Here’s what 400 Michigan voters were asked about the issue in a poll conducted by Douglas E. Schoen, LLC between Aug. 29 and Sept. 5, 2011, and what they thought:

Do you favor or oppose moving all new public employees from a defined benefit plan to a defined contribution plan?

TOTAL FAVOR: 51 percent

TOTAL OPPOSE: 36 percent

Strongly favor: 30 percent

Somewhat favor: 20 percent

Strongly oppose: 19 percent

Somewhat oppose: 17 percent

Not sure: 13 percent

The Michigan Senate has already voted for a bill to do what the majority in this poll supported — to close the “defined-benefit” school pension system to new employees (Who Voted "Yes" and Who Voted "No"). The Michigan House has voted instead to keep enrolling new school employees into a somewhat less generous defined-benefit pension system (Who Voted "Yes" and Who Voted "No")

Michigan taxpayers are currently on the hook for $27.8 billion in unfunded school and state government employee pension liabilities, an amount that increased $6.1 billion in just the last year and $12.7 billion in two years.

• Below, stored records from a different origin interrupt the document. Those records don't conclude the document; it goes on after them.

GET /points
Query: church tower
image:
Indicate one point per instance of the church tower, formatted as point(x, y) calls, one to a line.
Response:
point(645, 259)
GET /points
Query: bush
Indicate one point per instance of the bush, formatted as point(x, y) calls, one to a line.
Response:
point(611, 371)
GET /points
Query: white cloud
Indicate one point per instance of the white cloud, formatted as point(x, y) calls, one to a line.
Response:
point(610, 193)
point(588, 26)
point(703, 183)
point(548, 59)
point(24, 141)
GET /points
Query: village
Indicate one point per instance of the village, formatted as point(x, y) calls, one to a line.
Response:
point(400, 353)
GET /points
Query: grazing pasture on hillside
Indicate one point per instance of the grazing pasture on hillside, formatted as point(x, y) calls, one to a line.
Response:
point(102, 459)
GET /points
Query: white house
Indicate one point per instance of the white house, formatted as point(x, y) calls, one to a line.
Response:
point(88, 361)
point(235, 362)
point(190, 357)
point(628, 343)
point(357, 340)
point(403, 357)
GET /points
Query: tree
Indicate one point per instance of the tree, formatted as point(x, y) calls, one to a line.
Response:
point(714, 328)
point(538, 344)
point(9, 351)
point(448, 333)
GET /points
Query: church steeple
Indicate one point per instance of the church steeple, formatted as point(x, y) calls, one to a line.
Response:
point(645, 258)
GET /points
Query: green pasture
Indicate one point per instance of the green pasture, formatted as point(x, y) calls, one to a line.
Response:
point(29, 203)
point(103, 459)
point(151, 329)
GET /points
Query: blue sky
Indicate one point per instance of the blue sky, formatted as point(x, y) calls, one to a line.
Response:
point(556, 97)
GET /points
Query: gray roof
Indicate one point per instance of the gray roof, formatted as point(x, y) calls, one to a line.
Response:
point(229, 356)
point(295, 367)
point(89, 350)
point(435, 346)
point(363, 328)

Under the Senate-passed pension reform bill, no new long-term taxpayer liabilities would be created when new school employees are hired. Under the House-passed version, every new hire creates new long-term taxpayer liabilities. Based on the state’s record of chronic pension underfunding, the likelihood is high that these, too, will eventually become unfunded liabilities.